Schmidt, whose hitting and fielding hit rock bottom in Cincinnati, came out smoking against McWilliams. After Bake McBride singled to center, Schmidt drilled his record-breaking homer to center field to give the Phils a 2-0 lead.


Schmidt even responded to the crowd's ovation by coming out of the dugout and tipping his cap.


"If anyone's to blame over the last 10 days, it's been the offense," Schmidt acknowledged. "But that time's over with."


Atlanta got a run back off Ruthven in the second when Luis Gomez doubled home Bob Horner, who had walked.


The Braves added three runs in the third. Glenn Hubbard's infield single started it. Dale Murphy walked but was wiped out by Chris Chambliss' double-play grounder. Gary Matthews singled Hubbard home and Horner hit his 21st homer – and 16th in 25 games – to left to put Atlanta ahead 4-2.


Horner also moved within one home run of tying the major-league mark for homers in July. Joe DiMaggio (1937), Hank Greenberg (1938) and Joe Adcock (1956) each hit 15.


"Horner can hit," said Ruthven. "He's the best hitter I've ever seen. He's got a quick swing and can wait on the ball, like Bull hits when he's hitting. He swings so easy but it goes so far."


And Ruthven went pretty far himself, pitching all 12 innings to improve his record to 9-7. He could've gone longer but is glad that wasn't necessary.


"I didn't feel I'd lost anything arm-wise," said Ruthven, "but I don't think it was good business for my arm (to pitch any longer). But I had five days' rest."


"Dick got better as he went along," said Green. "He pitched super, making big pitches when he needed them all night long."


The Phils tied the opener 4-4 on a pair of homers. Lonnie Smith tagged his first major-league homer, a shot over the tarps in left center.


"He's got some power and it was nice to see that one go out," said Green, a long-time Smith booster.

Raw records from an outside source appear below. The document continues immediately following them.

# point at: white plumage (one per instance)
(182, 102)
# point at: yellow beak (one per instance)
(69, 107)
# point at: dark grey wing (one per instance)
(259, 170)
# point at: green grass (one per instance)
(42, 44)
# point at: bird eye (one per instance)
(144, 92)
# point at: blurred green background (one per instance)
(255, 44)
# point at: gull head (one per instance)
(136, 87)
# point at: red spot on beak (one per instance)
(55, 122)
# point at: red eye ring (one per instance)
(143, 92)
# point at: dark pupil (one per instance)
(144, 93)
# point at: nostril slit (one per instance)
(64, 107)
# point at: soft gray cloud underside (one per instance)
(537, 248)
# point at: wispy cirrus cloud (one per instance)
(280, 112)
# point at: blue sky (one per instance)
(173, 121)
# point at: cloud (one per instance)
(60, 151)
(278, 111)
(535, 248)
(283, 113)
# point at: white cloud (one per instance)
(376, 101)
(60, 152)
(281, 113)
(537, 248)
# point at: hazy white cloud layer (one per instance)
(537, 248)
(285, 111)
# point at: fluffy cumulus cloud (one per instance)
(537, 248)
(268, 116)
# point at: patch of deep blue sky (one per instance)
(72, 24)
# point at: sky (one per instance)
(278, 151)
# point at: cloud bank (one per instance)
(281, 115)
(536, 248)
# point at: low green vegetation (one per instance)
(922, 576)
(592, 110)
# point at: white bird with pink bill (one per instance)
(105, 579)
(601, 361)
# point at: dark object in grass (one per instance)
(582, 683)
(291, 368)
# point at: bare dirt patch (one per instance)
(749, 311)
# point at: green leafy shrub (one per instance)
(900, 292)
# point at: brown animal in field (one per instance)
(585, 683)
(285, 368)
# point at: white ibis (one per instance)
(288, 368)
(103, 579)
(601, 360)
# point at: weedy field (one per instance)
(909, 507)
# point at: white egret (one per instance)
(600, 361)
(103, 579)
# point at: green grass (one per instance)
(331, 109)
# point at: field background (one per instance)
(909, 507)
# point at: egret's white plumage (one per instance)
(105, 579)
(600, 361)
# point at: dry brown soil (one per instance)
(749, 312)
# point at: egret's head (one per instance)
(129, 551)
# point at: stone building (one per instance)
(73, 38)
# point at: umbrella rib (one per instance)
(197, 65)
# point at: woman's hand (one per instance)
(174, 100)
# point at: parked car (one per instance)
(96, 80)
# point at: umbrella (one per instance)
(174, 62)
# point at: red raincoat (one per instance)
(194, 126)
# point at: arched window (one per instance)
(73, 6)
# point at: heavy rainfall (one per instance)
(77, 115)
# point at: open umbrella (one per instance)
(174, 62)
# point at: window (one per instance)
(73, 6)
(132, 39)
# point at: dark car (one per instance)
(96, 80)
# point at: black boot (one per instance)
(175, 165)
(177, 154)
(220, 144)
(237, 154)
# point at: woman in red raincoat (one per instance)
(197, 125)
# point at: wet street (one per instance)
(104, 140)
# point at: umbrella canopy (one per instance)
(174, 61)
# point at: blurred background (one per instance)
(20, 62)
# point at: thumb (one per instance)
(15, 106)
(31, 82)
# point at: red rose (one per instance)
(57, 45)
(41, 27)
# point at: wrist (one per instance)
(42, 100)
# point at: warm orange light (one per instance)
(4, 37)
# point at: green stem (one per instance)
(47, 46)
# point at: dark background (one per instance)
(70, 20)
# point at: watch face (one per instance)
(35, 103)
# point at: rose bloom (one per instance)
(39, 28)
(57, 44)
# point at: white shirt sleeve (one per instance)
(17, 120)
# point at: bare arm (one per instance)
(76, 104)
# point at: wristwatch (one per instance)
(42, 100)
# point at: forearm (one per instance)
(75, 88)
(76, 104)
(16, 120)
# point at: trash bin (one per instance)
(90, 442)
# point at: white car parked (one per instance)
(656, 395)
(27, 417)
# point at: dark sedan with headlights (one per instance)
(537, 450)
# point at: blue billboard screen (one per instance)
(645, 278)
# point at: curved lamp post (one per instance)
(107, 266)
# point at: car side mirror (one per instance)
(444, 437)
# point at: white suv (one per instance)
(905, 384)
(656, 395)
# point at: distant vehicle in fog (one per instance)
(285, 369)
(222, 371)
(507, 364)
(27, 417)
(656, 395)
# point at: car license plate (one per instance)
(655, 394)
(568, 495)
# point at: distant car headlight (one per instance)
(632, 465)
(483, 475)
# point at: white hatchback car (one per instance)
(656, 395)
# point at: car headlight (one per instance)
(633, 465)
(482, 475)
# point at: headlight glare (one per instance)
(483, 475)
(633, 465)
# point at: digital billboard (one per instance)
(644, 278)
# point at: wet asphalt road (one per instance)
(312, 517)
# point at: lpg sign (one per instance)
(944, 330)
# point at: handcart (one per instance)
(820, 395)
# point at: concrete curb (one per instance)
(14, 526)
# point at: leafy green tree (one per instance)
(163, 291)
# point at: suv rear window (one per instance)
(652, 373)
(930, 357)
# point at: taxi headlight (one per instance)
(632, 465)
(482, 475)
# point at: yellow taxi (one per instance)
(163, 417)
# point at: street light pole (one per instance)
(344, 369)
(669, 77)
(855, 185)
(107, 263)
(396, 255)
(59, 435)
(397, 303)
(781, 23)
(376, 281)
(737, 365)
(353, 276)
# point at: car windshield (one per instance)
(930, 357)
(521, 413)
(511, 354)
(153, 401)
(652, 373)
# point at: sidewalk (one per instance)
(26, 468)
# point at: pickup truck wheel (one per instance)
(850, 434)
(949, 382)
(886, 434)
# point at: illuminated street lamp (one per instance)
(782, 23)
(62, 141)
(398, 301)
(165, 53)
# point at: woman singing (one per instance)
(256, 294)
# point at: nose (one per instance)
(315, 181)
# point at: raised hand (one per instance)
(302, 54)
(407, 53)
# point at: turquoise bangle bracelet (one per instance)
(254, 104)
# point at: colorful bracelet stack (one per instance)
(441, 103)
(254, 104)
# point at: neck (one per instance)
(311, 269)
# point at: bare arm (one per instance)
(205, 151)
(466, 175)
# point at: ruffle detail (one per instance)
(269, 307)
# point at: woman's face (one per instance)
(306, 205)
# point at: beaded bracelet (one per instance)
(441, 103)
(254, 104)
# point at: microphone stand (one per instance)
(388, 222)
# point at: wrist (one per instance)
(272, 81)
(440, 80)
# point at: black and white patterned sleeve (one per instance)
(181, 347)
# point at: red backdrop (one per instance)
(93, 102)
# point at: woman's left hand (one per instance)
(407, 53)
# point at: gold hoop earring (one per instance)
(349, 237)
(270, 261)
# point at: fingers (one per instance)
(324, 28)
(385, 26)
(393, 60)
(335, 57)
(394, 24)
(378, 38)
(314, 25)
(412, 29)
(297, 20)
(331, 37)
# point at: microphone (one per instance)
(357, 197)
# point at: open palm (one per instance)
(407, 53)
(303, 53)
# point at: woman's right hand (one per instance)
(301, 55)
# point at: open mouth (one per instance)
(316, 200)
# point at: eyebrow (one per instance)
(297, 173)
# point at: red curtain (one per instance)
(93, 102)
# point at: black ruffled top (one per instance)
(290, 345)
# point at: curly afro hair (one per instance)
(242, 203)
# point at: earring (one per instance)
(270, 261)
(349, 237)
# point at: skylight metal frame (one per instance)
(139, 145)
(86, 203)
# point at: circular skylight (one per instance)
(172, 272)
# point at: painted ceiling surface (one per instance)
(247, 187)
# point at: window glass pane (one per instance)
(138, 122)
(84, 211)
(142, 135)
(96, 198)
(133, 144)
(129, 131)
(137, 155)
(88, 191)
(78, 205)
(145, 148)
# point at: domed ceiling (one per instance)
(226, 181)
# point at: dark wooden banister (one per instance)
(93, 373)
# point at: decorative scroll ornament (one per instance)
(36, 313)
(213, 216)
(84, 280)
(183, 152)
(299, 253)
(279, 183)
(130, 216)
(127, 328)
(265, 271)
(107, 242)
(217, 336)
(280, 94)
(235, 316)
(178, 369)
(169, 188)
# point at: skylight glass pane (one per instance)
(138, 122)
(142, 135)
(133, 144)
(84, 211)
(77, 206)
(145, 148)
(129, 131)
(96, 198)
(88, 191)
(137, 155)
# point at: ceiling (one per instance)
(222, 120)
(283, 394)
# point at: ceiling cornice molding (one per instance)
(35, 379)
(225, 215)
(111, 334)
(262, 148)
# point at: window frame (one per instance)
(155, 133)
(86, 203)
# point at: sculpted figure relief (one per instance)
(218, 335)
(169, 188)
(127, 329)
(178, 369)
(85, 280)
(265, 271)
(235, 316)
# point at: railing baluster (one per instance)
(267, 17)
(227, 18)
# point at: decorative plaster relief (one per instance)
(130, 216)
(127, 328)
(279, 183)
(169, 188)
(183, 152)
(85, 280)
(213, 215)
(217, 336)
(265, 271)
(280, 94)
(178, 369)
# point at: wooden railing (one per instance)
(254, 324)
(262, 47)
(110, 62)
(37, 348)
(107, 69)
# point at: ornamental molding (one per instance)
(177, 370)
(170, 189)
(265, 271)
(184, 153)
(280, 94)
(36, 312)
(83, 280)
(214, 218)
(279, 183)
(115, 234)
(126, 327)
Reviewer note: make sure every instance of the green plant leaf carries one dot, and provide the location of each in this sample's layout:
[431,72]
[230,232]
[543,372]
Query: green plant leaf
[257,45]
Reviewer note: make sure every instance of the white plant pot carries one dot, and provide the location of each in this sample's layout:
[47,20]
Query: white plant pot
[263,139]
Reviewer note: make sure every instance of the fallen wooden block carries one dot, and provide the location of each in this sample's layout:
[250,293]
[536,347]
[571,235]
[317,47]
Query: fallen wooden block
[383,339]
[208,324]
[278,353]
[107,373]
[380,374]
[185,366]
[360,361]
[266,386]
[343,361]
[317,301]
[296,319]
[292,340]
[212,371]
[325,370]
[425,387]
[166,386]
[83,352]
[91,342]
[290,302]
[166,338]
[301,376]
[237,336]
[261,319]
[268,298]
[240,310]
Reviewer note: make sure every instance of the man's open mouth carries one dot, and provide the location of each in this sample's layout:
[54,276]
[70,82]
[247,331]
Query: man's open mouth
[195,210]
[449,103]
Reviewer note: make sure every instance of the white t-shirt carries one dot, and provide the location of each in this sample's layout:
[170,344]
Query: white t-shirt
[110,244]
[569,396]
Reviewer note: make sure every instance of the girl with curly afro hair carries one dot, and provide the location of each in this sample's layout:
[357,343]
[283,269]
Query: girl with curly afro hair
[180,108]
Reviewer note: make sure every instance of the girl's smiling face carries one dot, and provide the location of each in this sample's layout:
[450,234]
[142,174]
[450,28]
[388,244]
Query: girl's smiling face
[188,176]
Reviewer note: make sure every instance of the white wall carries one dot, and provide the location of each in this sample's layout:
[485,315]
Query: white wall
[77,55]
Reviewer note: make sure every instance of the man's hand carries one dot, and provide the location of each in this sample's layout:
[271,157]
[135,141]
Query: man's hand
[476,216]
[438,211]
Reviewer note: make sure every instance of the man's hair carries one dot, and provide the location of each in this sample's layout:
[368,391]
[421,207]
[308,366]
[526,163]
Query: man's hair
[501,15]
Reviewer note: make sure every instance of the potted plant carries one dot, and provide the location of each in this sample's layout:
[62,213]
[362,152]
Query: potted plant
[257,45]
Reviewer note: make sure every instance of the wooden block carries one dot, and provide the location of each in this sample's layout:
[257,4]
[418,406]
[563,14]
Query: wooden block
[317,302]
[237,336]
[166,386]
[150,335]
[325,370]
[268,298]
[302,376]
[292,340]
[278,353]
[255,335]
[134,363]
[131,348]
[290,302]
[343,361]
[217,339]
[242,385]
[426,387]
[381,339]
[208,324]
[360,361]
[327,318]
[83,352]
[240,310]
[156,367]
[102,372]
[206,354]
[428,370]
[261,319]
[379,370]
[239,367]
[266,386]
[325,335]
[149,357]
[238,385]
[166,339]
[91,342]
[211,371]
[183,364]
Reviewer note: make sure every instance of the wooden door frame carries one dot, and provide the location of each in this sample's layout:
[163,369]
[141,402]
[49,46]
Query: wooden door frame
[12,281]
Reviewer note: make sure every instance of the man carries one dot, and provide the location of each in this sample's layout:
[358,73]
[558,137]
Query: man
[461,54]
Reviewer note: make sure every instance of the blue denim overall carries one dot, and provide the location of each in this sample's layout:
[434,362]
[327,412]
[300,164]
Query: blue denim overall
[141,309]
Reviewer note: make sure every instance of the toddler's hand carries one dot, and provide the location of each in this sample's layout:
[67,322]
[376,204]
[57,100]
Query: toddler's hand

Then Schmidt hit his second of the game, 26th of the season and 261st of his career to tie the score. It was the 24th time that Schmidt's hit two homers in a game.


Ruthven retired 10 straight Braves in the middle innings and was in little trouble, though the Phils backed him with some outstanding glovework.


"With as few strikeouts as I had (six), you know they made some great plays behind me," Ruthven said.


The Phils' offense managed just four hits in eight innings against three Atlanta relievers until the 12th against loser Rick Camp.


Then Bob Boone singled, Greg Gross (batting for Ruthven) sacrificed pinch-runner Randy Lerch to second and Smith singled to left, taking second on the throw home as Lerch held at third.


Rose was intentionally walked to load the bases before Bradford came in to strike out McBride and set the stage for Schmidt's game-winning walk.


Atlanta took a 2-0 lead in the nightcap on Bruce Benedict's two-out, bases-loaded single off Larson in the fourth. The Braves got their final run off of Dickie Noles in the ninth.


EXTRA INNINGS  Luzinski's knee swelled after yesterday's workout and Green feels the Bull "won't be back for awhile" from the disabled list... Rose didn't start the second game, although he came in late in the contest... Larry Bowa extended his hitting streak to eight games in the opener, but went hit-less in the second... Bob Walk will face the Braves' Phil Niekro tonight at 7:05 with Steve Carlton against Rick Matula tomorrow at 1:35 p.m.